Antoine Hurel a brossé ce portrait comparatif à partir d'entretiens avec les gestionnaires d’infrastructures, les entreprises ferroviaires "représentatives" et leurs associations professionnelles, l’autorité de régulation nationale ou son équivalent.

Pour chaque pays de référence, l'étude donne les chiffres clés de l’activité ferroviaire, le contexte institutionnel et réglementaire, la planification des transports et des infrastructures, le contenu du Document de référence du réseau (document contractuel en France qui décrit les principes et procédures d’accès aux infrastructures ferroviaires : attribution des sillons, tarifs des péages, l'accès au services).
Y sont aussi exposées les obligations contractuelles entre le gestionnaire des infrastructures et les opérateurs ferroviaires. Et enfin, les procédures de concertation et de résolution des conflits. 
 

Dans ses conclusions, l'auteur de l'étude avance des préconisations pour la future organisation du système ferroviaire en France qui doit faire l'objet d'une réforme voulue par le gouvernement Ayrault.

Notamment :

  • l'élaboration d'un programme annuel de gestion de l'infrastructure ferroviaire encadré par des directives du gouvernement sur les priorités et les enveloppes budgétaires. Le tout faisant l'objet d'un contrat de programme avec l'Etat.
  • la rédaction d'un Code du réseau, document qui codifie les relations entre les entreprises ferroviaires (en France, la SNCF et les opérateurs privés) et les gestionnaire d'infrastructures (RFF en France).

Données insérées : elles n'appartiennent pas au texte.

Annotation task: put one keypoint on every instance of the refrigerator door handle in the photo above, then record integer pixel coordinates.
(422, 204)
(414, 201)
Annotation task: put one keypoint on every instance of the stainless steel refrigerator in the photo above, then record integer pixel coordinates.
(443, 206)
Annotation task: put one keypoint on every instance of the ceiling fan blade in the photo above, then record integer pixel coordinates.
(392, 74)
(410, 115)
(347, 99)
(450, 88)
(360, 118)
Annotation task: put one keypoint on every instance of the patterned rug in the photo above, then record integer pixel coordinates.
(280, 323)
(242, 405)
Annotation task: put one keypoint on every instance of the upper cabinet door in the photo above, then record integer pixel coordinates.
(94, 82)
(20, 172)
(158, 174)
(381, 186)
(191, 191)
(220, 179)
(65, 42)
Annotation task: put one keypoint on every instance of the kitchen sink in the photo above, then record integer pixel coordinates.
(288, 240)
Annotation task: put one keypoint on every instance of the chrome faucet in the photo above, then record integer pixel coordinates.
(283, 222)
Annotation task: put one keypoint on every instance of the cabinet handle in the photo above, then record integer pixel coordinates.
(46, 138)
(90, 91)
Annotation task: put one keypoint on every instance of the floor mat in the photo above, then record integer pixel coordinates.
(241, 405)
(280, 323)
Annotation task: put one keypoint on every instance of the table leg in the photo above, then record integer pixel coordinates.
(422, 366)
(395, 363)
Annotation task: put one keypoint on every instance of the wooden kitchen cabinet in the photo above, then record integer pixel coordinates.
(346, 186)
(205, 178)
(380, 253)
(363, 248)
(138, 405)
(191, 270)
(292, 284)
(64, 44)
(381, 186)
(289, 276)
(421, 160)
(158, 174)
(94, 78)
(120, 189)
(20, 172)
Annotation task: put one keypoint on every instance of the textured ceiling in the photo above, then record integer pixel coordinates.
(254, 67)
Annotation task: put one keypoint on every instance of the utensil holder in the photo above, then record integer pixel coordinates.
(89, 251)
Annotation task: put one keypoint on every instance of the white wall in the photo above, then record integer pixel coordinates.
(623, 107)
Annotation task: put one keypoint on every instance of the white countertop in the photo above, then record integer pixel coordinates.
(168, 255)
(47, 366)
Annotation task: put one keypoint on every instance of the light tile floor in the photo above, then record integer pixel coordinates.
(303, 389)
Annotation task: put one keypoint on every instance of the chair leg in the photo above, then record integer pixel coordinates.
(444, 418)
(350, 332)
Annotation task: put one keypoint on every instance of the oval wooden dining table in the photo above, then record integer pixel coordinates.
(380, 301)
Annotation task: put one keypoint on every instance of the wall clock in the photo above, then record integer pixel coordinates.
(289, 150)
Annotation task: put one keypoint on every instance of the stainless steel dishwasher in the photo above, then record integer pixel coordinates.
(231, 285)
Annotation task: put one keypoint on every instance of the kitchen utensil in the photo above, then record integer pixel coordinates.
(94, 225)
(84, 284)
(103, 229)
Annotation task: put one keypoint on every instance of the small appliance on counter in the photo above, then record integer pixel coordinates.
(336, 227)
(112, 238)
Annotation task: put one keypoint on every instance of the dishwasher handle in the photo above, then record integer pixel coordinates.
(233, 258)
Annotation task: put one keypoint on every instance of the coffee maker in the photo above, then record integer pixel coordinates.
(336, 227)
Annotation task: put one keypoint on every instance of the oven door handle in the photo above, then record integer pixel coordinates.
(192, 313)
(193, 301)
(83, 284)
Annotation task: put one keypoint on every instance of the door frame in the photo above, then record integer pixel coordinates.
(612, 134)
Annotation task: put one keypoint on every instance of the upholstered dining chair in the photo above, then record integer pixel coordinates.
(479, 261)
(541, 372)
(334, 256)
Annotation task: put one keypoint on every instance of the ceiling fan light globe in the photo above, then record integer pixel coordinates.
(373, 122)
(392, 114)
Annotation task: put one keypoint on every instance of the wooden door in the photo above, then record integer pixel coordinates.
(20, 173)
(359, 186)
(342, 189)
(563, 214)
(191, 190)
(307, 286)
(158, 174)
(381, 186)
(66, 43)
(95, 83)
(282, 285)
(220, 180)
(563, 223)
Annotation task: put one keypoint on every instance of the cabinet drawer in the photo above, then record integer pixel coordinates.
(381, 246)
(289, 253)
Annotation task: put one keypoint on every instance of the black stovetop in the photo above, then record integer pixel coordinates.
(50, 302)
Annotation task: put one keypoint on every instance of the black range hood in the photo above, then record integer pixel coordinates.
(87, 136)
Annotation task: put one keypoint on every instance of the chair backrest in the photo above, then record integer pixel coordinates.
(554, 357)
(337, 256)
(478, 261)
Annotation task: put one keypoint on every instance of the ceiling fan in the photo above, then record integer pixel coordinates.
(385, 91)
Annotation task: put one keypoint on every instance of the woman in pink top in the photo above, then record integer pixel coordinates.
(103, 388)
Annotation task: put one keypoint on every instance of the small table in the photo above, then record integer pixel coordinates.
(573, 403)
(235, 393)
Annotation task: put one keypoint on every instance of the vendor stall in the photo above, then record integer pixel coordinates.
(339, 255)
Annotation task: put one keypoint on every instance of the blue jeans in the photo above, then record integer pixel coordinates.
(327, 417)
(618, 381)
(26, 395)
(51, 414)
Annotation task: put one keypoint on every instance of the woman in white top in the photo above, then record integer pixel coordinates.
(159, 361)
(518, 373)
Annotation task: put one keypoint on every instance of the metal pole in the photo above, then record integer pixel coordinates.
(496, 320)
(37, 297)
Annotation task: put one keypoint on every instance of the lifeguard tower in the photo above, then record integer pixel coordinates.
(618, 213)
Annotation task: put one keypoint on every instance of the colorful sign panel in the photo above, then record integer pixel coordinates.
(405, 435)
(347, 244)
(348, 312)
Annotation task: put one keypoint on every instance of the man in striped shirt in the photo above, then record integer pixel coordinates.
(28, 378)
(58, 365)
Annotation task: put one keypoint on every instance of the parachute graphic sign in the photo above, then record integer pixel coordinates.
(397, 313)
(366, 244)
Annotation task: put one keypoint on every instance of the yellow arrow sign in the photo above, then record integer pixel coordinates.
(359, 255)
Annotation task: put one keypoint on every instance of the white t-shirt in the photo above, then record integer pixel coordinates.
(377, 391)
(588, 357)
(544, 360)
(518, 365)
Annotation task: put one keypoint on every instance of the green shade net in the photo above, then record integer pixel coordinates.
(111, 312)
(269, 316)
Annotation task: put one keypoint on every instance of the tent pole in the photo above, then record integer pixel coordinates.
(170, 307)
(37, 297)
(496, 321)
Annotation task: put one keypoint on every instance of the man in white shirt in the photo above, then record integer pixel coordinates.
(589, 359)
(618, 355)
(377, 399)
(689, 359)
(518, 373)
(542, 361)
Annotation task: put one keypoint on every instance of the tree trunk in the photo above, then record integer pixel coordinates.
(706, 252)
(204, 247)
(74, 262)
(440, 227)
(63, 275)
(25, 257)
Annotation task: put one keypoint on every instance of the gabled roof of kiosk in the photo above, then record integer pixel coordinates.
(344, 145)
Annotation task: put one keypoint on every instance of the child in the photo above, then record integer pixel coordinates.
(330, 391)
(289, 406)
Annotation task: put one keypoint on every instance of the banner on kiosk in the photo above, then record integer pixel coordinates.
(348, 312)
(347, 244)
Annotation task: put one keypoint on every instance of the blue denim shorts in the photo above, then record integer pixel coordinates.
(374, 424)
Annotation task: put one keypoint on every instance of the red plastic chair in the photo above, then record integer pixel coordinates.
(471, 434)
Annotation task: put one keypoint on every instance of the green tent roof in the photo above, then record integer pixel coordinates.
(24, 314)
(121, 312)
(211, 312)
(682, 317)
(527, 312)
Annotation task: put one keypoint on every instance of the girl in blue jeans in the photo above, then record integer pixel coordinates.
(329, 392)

Dans ses conclusions, Antoine Hurel commente le faible niveau de conflictualité dans les quatre pays étudiés : le nombre peu élevé de différends entre les entreprises ferroviaires et les gestionnaires d'infrastructure serait lié, "d'une part au faible niveau d'exhaustivité des situations couvertes par les clauses contractuelles" (autrement dit, parce que les contrats ne sont pas encadrés par des clauses trop restrictives) "et d'autre part, à l'attitude de maturité orientée vers la recherche de consensus".

En France, les relations entre RFF et les entreprises ferroviaires ne sont pas toujours au beau fixe quand il s'agit d'accorder des sillons, ces autorisations de faire circuler des trains  sur certains axes, certains jours et à certaines heures. Les contentieux finissent sur le bureau de l'Autorité de régulation, gendarme du rail.